Denisovans mungkin juga berbagi kemampuan berpikir canggih dengan populasi Homo Zaman Batu lainnya. Tulang hewan terukir yang ditemukan di Cina, kemungkinan terukir oleh Denisovans, meningkatkan kemungkinan bahwa hominid-hominid ini menciptakan benda-benda dengan makna simbolis. Mungkin yang paling menarik adalah laporan bahwa setidaknya tiga populasi Denisovan yang berbeda secara genetik terpisah dari populasi Siberia yang sama dan kawin dengan manusia purba di tempat lain di Asia. Orang-orang yang sekarang tinggal di beberapa bagian Asia Timur, Indonesia dan Papua Nugini memiliki leluhur dari ketiga garis Denisovan itu.

“Dunia secara genetik kompleks 50.000 hingga 100.000 tahun yang lalu,” kata paleoantropolog Bernard Wood dari George Washington University di Washington, D.C. Wood mencurigai bahwa tiga atau empat spesies Homo yang berkaitan erat, termasuk Denisovans, kawin selama masa itu.

Paleogenetikis E. Andrew Bennett dari Paris Diderot University di Prancis tidak begitu yakin tentang status Denisovans sebagai spesies. "Konsep spesies kontroversial dan rumit," katanya. Karena kawin silang terjadi antara Denisovans, Neandertals dan H. sapiens, "lebih baik untuk berbicara tentang populasi yang berbeda, bukan spesies yang berbeda."

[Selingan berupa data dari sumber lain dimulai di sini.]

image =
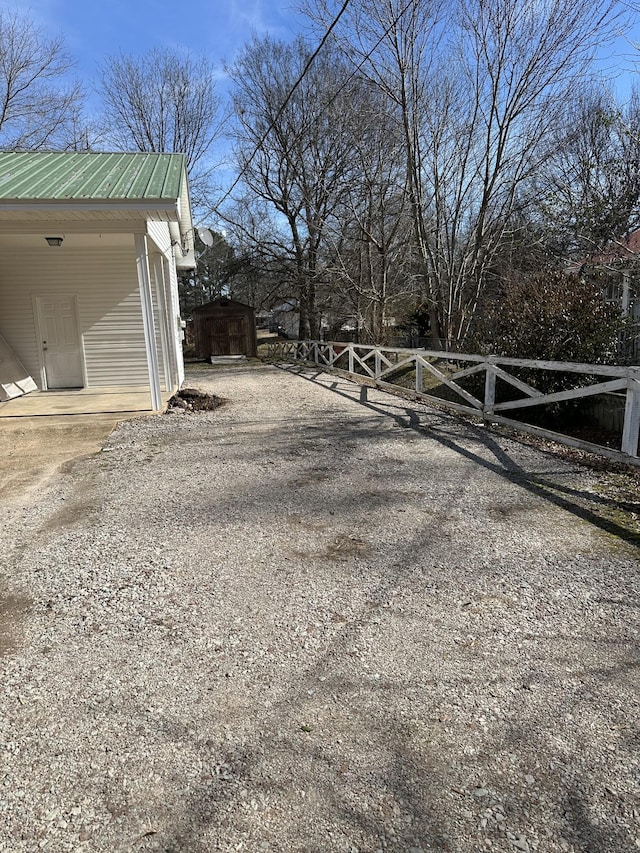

“Bukti dari tiga garis keturunan Denisovans memperumit identitas klan hantu,” kata Hawks. Tidak jelas apakah beberapa cabang Denisovans cukup kawin untuk berbaur secara genetik dengan kelompok H. sapiens atau sebagian besar tinggal untuk diri mereka sendiri, katanya. "Apakah Denisovan spesies? Apakah mereka tiga spesies? Atau apakah mereka semua populasi Homo sapiens yang berbeda? ”

Untuk menguraikan tempat Denisovans dalam asal-usul manusia, arkeolog Eleanor Scerri dari Institut Max Planck untuk Ilmu Sejarah Manusia di Jena, Jerman, dan rekannya menganjurkan mengganti pohon evolusi hominid tradisional bercabang rapi dengan jalinan populasi yang saling terkait.

Temuan fosil dan genetik sekarang mendukung skenario di mana, antara 500.000 dan 300.000 tahun yang lalu, kelompok H. sapiens di seluruh Afrika - yang bervariasi dalam susunan kerangka mereka - secara genetik dicampur dan bercampur hingga satu paket sifat fisik yang khas bergabung pada manusia modern.

Populasi dalam genus Homo yang secara berkala bergabung dan berpisah mungkin juga mendiami Asia dan Eropa, menghasilkan Denisovans, Neanderthal, dan mungkin bentuk-bentuk mirip manusia lainnya, tim Scerri menduga . Ketika manusia pindah dari Afrika, populasi seperti Denisovans yang telah beradaptasi dengan kondisi lokal berkontribusi pada gen peningkat kelangsungan hidup bagi para pendatang baru.

Bahkan dengan interaksi terbatas itu, penemuan-penemuan tahun ini memperkuat status Denisovans sebagai kisah evolusi manusia yang panjang dan berliku.